Seattle Sun Newspaper - Vol. 8, Issue 3, March 2004

Copyright 2004 Seattle Sun. Please feel free to use the article below in your research. Be sure to cite the Seattle Sun as your source.

POLITICALLY SPEAKING:

Regulatory reform may be antidote

for hard times

By JAMES BUSH

In a financial sense, Seattle City officials can identify with a struggling, recent college graduate with a low-paying McJob, too much credit card debt, and an Alaskan Way Viaduct threatening to collapse.

OK, most 20-somethings can't afford a viaduct of their own. Let's substitute a blown engine on a car that's two years away from being paid off. The City's reserve funds, its version of a savings account, have been depleted by a string of bad budget years. Aid from the state and federal governments (the City's version of a loan from Mom and Dad) seems unlikely.

Well, at least cities don't have student loans to pay off.

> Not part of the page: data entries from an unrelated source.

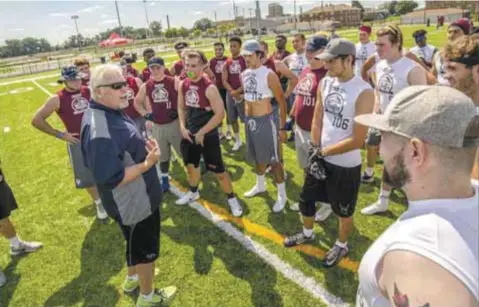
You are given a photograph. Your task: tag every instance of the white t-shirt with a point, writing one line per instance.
(442, 230)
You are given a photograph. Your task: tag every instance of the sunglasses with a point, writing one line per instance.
(115, 86)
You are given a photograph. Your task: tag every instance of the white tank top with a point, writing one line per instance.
(392, 78)
(297, 62)
(339, 104)
(440, 69)
(442, 230)
(363, 52)
(255, 84)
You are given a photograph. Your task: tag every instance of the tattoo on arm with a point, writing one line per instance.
(401, 300)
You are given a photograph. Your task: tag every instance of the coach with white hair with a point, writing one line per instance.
(122, 163)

A recent financial analysis of Seattle's tax and revenue prospects show that the City's expenses are climbing faster than its projected revenues and that Councilmanic debt (City government's credit card) has quadrupled in the past decade. Eugene Wasserman, executive director of the Neighborhood Business Council, gave us the Cliffs Notes version: "They're out of money. Period. Forever."

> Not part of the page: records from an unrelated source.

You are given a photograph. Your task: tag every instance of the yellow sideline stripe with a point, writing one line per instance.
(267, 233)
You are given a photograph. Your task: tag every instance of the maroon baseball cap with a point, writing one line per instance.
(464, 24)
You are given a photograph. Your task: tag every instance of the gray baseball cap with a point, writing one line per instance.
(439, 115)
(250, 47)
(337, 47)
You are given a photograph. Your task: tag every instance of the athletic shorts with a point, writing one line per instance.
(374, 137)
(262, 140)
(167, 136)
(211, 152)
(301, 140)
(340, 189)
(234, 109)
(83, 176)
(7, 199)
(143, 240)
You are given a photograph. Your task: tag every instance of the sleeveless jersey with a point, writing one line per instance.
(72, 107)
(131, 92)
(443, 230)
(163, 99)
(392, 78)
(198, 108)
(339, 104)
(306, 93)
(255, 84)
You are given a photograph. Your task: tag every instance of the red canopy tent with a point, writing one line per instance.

Even under the report's "optimistic scenario" (with City government revenues growing 3.1 percent annually and costs growing at about 3.5 percent), Mayor Greg Nickels and the City Council will have to cut about $26 million from the budget each year over the next decade just to maintain the existing service level.

Which makes it hard to fathom how massive subsidies for South Lake Union biotechnology expansion can still be on the mayor's agenda. University District activist John Fox has discovered City documents outlining a plan to divert money from the proposed regional transportation ballot issue to fund the realignment of South Lake Union streets.

Touted as a plan to solve the so-called "Mercer Mess," the street fix actually has no regional transportation benefits; it's more of a massive traffic-calming project which would boost the property values of the mayor's biotech buddies (including billionaire Paul Allen). Shiftier still, the money would be disguised as viaduct replacement funding by renaming the project the "Viaduct Northern Portal." With the earthquake-damaged structure leaning more by the day and the mayor begging the feds for a billion in immediate aid, it's an unforgivable handout.

Nickels needs to realize that his much-touted economic agenda has succeeded so far because he's chosen first steps that don't cost anything. Dropping the University District Lease Lid? Free. Giving the biotechies two extra floors per building? Free. Cutting a deal at Northgate? Priceless, but still a regulatory fix.

Fooling with viaduct funding or financing a completely unnecessary South Lake Union streetcar just won't fly at a time when the Neighborhood Matching Fund doesn't have enough money to write checks.

Even the mayor's efforts to resurrect the City's tax-exemption program for multi-family housing seem a bit suspect in this economic climate. The program, which ran from 1999 to 2002, exempted real estate developers from property taxes on their building's value for its first 10 years in operation. Created as a tool to spur development in a few economically struggling neighborhoods, the mayor wants to extend the tax break to new development in the Northgate area, the U-District, and even rapidly growing South Lake Union area.

Not so fast, says City Council member Nick Licata, who proposes keeping Northgate on the list, but spiking the program in the mayor's other two Economic Development Priority Areas. Even though a portion of the apartments created are required to be "affordable," we're talking $905-a-month studios and $1,125-a-month two-bedroom units. "I'm not going to include areas that are exceeding their (comprehensive plan housing) goals and are not economically distressed," says Licata, who expects a tough battle with the mayor over this issue.

If Nickels is smart, he'll sit out that fight. The mayor is scrambling around trying to get things done in tough times, and people appreciate that. They don't appreciate it when it seems his goal seems to be to further enrich folks like Allen, Microsoft co-founder and Mercer Island billionaire.

Nickels may be on the right track with his latest University District housing proposals. His suggestion to boost allowed building heights on "The Ave." (a.k.a. University Way NE) from 65 feet to 85 feet will probably prove a non-starter (it was specifically considered and rejected during the neighborhood planning process). But, his proposals to lower parking requirements and eliminate the rule that apartment structures built on commercially zoned properties include first-floor commercial space might be applicable in other development-starved neighborhoods.

Likewise, the business community probably has any number of City regulations they'd like to see eliminated. As long as they don't constitute tax breaks, they're at least worth a look.

Regulatory reform, not handouts, should be the rule of the day for the City's economic recovery efforts. Remember, the best things in life are free.